Malgré les préoccupations de durabilité de l'huile de palme, l'interdiction n'a vraiment pas grand-chose à voir avec la planète. Au lieu de cela, la demande croissante et les pénuries de pétrole ont fait monter les prix en dehors de la fourchette de prix acceptable pour les consommateurs indonésiens. Contrairement à de nombreux Américains et autres Occidentaux qui ne consomment que de l'huile comme ingrédient dans un produit, pour les Indonésiens, l'huile est cruciale pour la cuisine de tous les jours, qu'il s'agisse de nourrir une famille ou de gérer une entreprise.
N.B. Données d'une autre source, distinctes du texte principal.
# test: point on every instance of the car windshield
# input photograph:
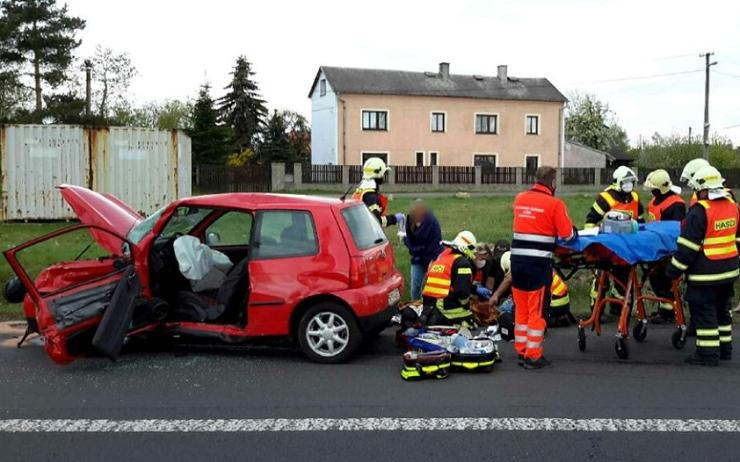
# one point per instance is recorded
(138, 232)
(366, 231)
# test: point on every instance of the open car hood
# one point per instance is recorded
(102, 210)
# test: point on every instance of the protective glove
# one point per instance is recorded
(483, 292)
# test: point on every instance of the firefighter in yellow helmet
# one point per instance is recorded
(619, 196)
(665, 205)
(707, 253)
(368, 191)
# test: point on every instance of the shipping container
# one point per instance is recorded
(146, 168)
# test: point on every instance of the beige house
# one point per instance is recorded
(435, 118)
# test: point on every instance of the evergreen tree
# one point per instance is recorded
(37, 38)
(242, 109)
(208, 137)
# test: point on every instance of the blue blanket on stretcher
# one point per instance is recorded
(652, 242)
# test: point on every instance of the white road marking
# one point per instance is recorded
(367, 425)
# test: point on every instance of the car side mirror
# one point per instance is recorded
(213, 239)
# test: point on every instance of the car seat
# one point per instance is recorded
(227, 305)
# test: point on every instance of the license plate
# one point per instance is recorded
(394, 296)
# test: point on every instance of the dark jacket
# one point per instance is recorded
(424, 241)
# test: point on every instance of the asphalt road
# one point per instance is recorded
(189, 384)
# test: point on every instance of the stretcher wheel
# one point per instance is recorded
(621, 348)
(581, 339)
(639, 332)
(678, 339)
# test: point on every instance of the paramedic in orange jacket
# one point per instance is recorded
(666, 205)
(539, 220)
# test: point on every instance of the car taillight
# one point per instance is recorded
(358, 273)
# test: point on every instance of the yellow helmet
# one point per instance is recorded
(464, 243)
(660, 180)
(707, 178)
(374, 168)
(691, 168)
(506, 262)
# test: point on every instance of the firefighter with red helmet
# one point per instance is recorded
(708, 255)
(539, 220)
(368, 191)
(665, 205)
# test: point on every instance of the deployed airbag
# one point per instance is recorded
(202, 266)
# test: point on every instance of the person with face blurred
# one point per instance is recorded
(424, 240)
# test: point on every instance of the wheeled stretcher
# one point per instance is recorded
(624, 261)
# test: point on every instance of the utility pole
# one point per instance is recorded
(88, 87)
(708, 64)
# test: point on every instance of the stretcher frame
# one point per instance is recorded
(603, 266)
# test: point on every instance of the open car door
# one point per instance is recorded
(81, 306)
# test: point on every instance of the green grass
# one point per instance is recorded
(488, 217)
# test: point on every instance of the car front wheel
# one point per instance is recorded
(328, 333)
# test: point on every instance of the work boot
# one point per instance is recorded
(663, 317)
(699, 360)
(538, 363)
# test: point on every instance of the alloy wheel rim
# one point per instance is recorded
(327, 334)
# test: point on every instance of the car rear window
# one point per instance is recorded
(365, 229)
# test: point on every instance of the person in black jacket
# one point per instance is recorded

L'interdiction a encore plus nui aux agriculteurs locaux. "L'effet de l'interdiction d'exporter sur les petits agriculteurs a été énorme car beaucoup d'entre eux n'ont pas d'autres sources de revenus", a déclaré à Al Jazeera Mansuetus Darto, chef de l'Union indonésienne des agriculteurs de palmiers à huile, Java occidental. L'interdiction aggrave les perturbations économiques qui ont commencé avec le COVID-19, a déclaré Darto. « Tant d'agriculteurs ont lutté, surtout au cours des deux dernières années. Ils espéraient que les choses commenceraient à s'améliorer après la pandémie, mais s'il y a des problèmes politiques locaux ou mondiaux, cela les affectera également. »
Il n'y a pas de réponse facile pour réparer la production d'huile de palme. Couper les exportations d'un pays en particulier, que ce soit ce pétrole ou les combustibles fossiles, ne fait pas disparaître ces problèmes complexes. Cela laisse souvent ceux qui souffrent dans une situation encore plus précaire.